Defendant denied hurting his wife and stated that he did not notice any injury, only that his wife was “just hyper” and “very, very upset.” On cross-examination, Defendant maintained that he only gave his wife a “[s]light push” and denied causing any of the injuries described in the form.

On redirect examination, Defendant explained that when he pushed Judith, he “wasn’t mad at all[,]” but was feeling “surprised because she was screaming” at him. Judith knew that Defendant “work[ed] early in the morning” and that their condominium had a “rule that at 10:00 no yelling, no screaming[.]” Defendant did not want his neighbor “to call the cops on [them] because that’s a bad reputation [sic].... ”

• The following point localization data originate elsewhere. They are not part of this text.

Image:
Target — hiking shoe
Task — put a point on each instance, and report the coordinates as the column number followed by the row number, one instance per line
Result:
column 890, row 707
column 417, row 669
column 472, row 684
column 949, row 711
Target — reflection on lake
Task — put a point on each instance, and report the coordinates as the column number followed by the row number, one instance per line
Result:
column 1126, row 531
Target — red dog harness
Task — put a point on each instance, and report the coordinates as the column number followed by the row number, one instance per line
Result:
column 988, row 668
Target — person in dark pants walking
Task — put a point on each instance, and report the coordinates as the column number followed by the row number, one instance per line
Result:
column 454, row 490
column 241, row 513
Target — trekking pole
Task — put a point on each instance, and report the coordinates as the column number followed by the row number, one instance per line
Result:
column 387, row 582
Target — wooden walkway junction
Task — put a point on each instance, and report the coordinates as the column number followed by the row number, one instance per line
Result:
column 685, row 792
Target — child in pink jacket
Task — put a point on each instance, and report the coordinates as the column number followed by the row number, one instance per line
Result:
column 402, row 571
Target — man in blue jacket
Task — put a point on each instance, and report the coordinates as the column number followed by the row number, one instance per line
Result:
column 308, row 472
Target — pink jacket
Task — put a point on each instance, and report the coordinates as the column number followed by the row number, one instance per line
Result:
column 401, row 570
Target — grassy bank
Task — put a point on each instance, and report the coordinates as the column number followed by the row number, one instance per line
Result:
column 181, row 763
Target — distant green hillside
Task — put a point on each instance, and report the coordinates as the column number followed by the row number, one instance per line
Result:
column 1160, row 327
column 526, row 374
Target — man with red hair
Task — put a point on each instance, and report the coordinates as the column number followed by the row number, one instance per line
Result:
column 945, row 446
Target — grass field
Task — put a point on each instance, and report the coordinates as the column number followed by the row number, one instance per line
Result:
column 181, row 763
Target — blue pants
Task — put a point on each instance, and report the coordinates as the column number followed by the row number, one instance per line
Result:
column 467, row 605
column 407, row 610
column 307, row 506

In closing argument, the prosecutor urged the court to “put more credence on State’s Exhibit 1” than Judith’s trial testimony, because the exhibit was a handwritten form “filled out” on the date of the alleged incident “shortly after” it occurred, “as opposed to today which is about a month afterward.” Furthermore, the prosecutor contended the exhibit constituted “substantive evidence that there was more than a light push.”

Defense counsel argued that the exhibit was a “statement written by somebody in anger” and that Judith “admitted that she was angry” and had “disavowed” her prior statement. Defense counsel also asserted that the evidence was insufficient because the prosecutor had not shown any “physical evidence of any kind of abuse, no evidence noted by a police officer, no evidence anywhere of any physical injury, no nothing, no bruises, no redness.”

The prosecutor responded that State’s Exhibit 1 was “substantive evidence” which did “depict injury and evidence[.]” The prosecutor stressed that the case was “a classic example” of why “the voluntary statement form[s]” were necessary. According to the prosecutor, the forms were admissible as substantive evidence “for the very reason we see here today, that wives or spouses, by the time of trial [their] stories aren’t always the same as the events that happened that night.”

In finding Defendant guilty as charged, the court explained it found “more credibility in [State’s Exhibit 1] the voluntary statement form” and that the form was “effectively used to impeach the testimony of [Judith].” Judgment was entered accordingly on June 28,1993.

II.

Preliminarily, we note Defendant requested the family court to make findings in support of its determination of guilt. Despite this request, there are no written findings in the record or in the judgment filed on June 28, 1993. Hawai'i Family Court Rules (HFCR) Rule 52(a) required the family court in the instant case to enter its findings. 5 Mark v. Mark, 9 Haw.App. 184,192, 828 P.2d 1291, 1296 (1992). Because on its face HFCR Rule 52(a) is similar to Hawai'i Rules of Civil Procedure (HRCP) Rule 52(a), decisions construing HRCP 52(a) are an aid in construing HFCR Rule 52(a).